Acórdão do Tribunal da Relação do Porto de 24.10.2023 (Rodrigues Pires)

Sumário: I – Por força do disposto no art. 698.º, n.º 1 do Cód. Civil, o terceiro que vem a adquirir a coisa hipotecada tem o direito de opor ao credor todos os meios de defesa que o devedor tinha em relação ao crédito, sejam eles próprios ou do devedor.

II – Por esse motivo, se o devedor relativamente ao crédito exequendo pode opor ao credor, como meio de defesa, a sua não integração no PERSI, o adquirente da coisa hipotecada, como executado/embargante, também poderá opor ao credor essa mesma não integração do devedor no PERSI.

III – As comunicações de integração no PERSI e de extinção deste procedimento têm de ser feitas em suporte duradouro, que possibilite a reprodução integral e inalterada das informações armazenadas.

IV – As declarações relativas à integração no PERSI, bem como à extinção deste procedimento, são recetícias e constitui ónus do exequente a prova da sua existência, do seu envio e ainda da sua receção pelos devedores/executados.

V – As comunicações de integração no PERSI e da sua extinção constituem condições de admissibilidade da ação executiva e se esta é instaurada, sem que se mostrem reunidas estas condições, tal implica a ocorrência de uma exceção dilatória inominada ou atípica, suscetível de conhecimento oficioso.

VI – Age em abuso do direito o embargante que, fundando-se no disposto no art. 698.º, n.º 1 do Cód.

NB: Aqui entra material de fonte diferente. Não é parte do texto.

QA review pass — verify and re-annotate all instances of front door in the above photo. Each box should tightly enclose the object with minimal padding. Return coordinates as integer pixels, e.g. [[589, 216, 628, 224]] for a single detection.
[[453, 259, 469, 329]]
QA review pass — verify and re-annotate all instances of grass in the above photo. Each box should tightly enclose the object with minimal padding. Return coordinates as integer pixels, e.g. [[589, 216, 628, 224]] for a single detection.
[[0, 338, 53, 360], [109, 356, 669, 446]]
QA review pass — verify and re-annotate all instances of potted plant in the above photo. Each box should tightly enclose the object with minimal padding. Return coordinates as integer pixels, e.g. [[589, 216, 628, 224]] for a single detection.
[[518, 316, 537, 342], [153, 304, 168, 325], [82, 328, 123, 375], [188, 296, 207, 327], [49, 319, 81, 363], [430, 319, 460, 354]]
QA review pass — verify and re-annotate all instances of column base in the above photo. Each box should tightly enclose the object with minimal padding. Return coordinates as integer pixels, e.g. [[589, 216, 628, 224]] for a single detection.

Civil, vem invocar a não integração dos devedores/executados no PERSI quando resulta manifesto que devido ao comportamento destes, que lhe doaram o imóvel hipotecado sem o consentimento do exequente, o PERSI sempre teria que ser declarado extinto em virtude da prática de atos que põem em causa os direitos e garantias da instituição de crédito.